Captives and Risk Pooling: An Overview

By: | January 13, 2017

Martin Eveleigh is Chairman of Atlas Insurance Management, which he formed in 2002. He specializes in designing alternative risk transfer programs – particularly risk pools – and captive structures. He can be reached at [email protected].

Increased interest in captive insurance across a spectrum of industries has led to recent growth in captive insurance company formation. Leading the surge are middle-market organizations who see captives as an attractive option that can complement their existing commercial insurance programs.

Sharing Third-Party Risk

Setting up a captive can be an option for managing risks, particularly those not addressed by commercial insurance, but organizations must understand the requirements necessary for a company to be recognized as a bona-fide insurance company.

One requirement is the need for risk distribution. Enough independent risks of unrelated parties must be pooled to invoke the actuarial law of large numbers. Distribution of disparate risks is one requirement by the IRS for the captive to be considered an insurance company for federal tax purposes.

For small to middle-market companies, it can be difficult to satisfy this requirement within their own insured programs. However, there are options available to the captive owner. One popular method is to participate in a risk pool which provides a reinsurance structure where risks of a number of captives are blended and shared.

Participants pay a portion of their direct written premium to the pool to buy reinsurance. They then assume an equivalent amount of risks from fellow participants. This concept has been underscored in IRS Revenue Ruling 2002-89, a safe harbor rule stating that captives with at least 50 percent of premiums from third parties satisfies the requirement for risk distribution.

Risk Pool Governance and Control

In addition to risk distribution at the individual level, best practices dictate that risk pools employ governance and control protocols to ensure structural stability and financial integrity.
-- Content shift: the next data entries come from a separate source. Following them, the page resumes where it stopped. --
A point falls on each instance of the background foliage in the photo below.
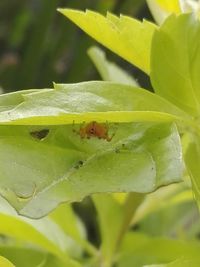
(123, 230)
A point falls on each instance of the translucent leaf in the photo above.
(36, 175)
(127, 37)
(161, 9)
(89, 101)
(175, 62)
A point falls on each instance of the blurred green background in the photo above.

These include: providing timely and accurate reporting, demonstrating underwriting control with new and renewing participants, and maintaining the overall financial strength of the pool.
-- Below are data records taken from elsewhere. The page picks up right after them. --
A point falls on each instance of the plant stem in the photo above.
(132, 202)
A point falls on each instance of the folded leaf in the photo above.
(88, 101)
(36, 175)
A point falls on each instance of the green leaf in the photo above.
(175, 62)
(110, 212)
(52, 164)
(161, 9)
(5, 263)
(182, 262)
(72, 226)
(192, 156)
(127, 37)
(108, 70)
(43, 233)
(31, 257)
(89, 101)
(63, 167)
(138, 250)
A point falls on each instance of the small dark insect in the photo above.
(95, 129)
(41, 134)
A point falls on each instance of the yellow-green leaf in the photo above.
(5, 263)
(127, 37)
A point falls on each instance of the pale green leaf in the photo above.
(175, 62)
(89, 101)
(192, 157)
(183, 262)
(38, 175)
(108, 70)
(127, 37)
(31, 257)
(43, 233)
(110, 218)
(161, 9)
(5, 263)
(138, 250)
The risk pool must be independent, or run separately from the members, including separate books and records. The focus of pool managers is to protect all participating members; no single member’s needs are to take precedence.

Risk pools also must demonstrate risk distribution. This requirement does not just fall on the individual member captive; the pool itself must meet the same distribution requirement by having a sufficient number of members and an even spread of risk among those members.
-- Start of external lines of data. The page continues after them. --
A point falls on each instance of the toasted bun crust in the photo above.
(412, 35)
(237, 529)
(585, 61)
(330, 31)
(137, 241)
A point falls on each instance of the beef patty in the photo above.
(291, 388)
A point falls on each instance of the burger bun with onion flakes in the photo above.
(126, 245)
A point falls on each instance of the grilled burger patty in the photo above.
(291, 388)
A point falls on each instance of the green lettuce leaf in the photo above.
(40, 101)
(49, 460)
Guidance: The Key to Understanding

Risk diversification can mean that individual participants may assume risks they are not familiar with or do not fully understand. Furthermore, it is likely that participants may be unable to control assumed risks.

Strategies to mitigate this include creating a pool of low frequency risks where loss activity is low, or conversely, a pool of high frequency risks in which the exposure is more easily identified and less volatile. The potential for misunderstanding the downside of risk pooling underscores the need for an experienced adviser.

Members should understand benefits and obligations of participation, as well as how transactions within the pool are handled.